Le jour s'annonçait brillant et plein de ce charme qu'une avance du printemps donne à certains jours d'avril : aux gelées de la nuit succédait la douce chaleur d'un soleil déjà sensible ; le vent avait tourné depuis la veille du nord à l'est.

S'il demeurait dans cette direction, l'hiver, ce terrible hiver de 1784, était fini.

Déjà, en effet, on voyait à l'horizon rose sourdre cette vapeur grisâtre, qui n'est autre chose que l'humidité fuyant devant le soleil.

Dans les parterres, le givre tombait peu à peu des branches, et les petits oiseaux commençaient à poser librement sur les bourgeons déjà formés leurs griffes délicates.

La fleur d'avril, la ravenelle, courbée sous la gelée, comme ces pauvres fleurs dont parle Dante, levait sa tête noircissante du sein de la neige à peine fondue, et sous les feuilles de la violette, feuilles épaissies, dures et larges, le bouton oblong de la fleur mystérieuse lançait les deux follioles elliptiques qui précèdent l'épanouissement et le parfum.

Dans les allées, sur les statues, sur les rampes des grilles, la glace glissait en diamants rapides ; elle n'était pas encore de l'eau, elle n'était déjà plus de la glace.

Tout annonçait la lutte sourde du printemps contre les frimas, et présageait la prochaine défaite de l'hiver.

– Si nous voulons profiter de la glace, s'écria la reine interrogeant l'atmosphère, je crois qu'il faut se hâter. N'est-ce pas, madame de Misery ? ajouta-t-elle en se retournant, car voilà le printemps qui pousse.

– Votre Majesté avait envie depuis longtemps d'aller faire une partie sur la pièce d'eau des Suisses, répliqua la première femme de chambre.

– Eh bien ! aujourd'hui même nous ferons cette partie, dit la reine, car demain peut-être, serait-il trop tard.

– Alors, pour quelle heure la toilette de Votre Majesté ?

– Pour tout de suite. Je déjeunerai légèrement et je sortirai.

– Sont-ce là les seuls ordres de la reine ?

– On s'informera si Mlle de Taverney est levée, et on lui dira que je désire la voir.

– Mlle de Taverney est déjà dans le boudoir de Sa Majesté, répliqua la femme de chambre.

– Déjà ! demanda la reine, qui savait mieux que personne à quelle heure Andrée avait dû se coucher.

– Oh ! madame, elle attend déjà depuis plus de vingt minutes.

– Introduisez-la.

En effet, Andrée entra chez la reine au moment où le premier coup de neuf heures sonnait à l'horloge de la cour de Marbre.

Déjà vêtue avec soin, comme toute femme de la cour qui n'avait pas le droit de se montrer en négligé chez sa souveraine, Mlle de Taverney se présenta souriante et presque inquiète.

La reine souriait aussi, ce qui rassura Andrée.
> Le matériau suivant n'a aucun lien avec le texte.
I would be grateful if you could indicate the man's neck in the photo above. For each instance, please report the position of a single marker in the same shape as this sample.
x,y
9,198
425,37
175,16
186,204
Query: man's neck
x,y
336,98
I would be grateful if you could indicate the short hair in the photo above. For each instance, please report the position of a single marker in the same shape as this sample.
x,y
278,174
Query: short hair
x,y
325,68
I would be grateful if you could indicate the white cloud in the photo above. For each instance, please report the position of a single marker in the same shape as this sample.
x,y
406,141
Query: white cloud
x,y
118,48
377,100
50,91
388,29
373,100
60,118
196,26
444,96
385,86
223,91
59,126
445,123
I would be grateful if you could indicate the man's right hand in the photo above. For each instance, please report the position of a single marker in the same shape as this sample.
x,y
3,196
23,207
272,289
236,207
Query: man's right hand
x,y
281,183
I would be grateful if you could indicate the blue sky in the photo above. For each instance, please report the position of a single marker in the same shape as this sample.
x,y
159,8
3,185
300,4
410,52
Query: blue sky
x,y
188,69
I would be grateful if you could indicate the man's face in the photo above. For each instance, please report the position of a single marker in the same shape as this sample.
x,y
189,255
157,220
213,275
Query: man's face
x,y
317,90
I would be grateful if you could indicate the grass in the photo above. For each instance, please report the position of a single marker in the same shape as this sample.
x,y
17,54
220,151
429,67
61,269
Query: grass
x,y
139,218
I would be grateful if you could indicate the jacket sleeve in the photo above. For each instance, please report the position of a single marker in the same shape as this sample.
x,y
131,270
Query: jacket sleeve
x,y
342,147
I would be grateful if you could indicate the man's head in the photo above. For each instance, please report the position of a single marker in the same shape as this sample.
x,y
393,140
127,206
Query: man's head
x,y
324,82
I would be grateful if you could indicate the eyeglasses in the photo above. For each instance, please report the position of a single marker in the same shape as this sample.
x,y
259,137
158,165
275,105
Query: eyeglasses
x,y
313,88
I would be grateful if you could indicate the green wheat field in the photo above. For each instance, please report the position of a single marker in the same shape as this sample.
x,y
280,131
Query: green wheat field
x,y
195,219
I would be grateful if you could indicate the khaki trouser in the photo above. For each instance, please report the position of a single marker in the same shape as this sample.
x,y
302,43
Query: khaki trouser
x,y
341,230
– Allez, ma bonne Misery, dit-elle ; envoyez-moi Léonard et mon tailleur.

Puis, ayant suivi des yeux Mme Misery et vu la portière se fermer derrière elle :

– Rien, dit-elle à Andrée ; le roi a été charmant, il a ri, il a été désarmé.

– Mais a-t-il su ? demanda Andrée.

– Vous comprenez, Andrée, que l'on ne ment pas lorsqu'on n'a pas tort et que l'on est reine de France.

– C'est vrai, madame, répondit Andrée en rougissant.

– Et cependant, ma chère Andrée, il paraît que nous avons eu un tort.

– Un tort, madame, dit Andrée ; oh ! plus d'un, sans doute ?

– C'est possible, mais enfin voilà le premier : c'est d'avoir plaint Mme de La Motte ; le roi ne l'aime pas. J'avoue pourtant qu'elle m'a plu, à moi.

– Oh ! Votre Majesté est trop bon juge pour que l'on ne s'incline pas devant ses arrêts.

– Voici Léonard, dit Mme de Misery en rentrant.

La reine s'assit devant sa toilette de vermeil, et le célèbre coiffeur commença son office.

La reine avait les plus beaux cheveux du monde, et sa coquetterie consistait à faire admirer ses cheveux.

Léonard le savait, et au lieu de procéder avec rapidité, comme il l'eût fait à l'égard de toute autre femme, il laissait à la reine le temps et le plaisir de s'admirer elle-même.

Ce jour-là, Marie-Antoinette était contente, joyeuse même : elle était en beauté ; de son miroir, elle passait à Andrée, à qui elle envoyait les plus affectueux regards.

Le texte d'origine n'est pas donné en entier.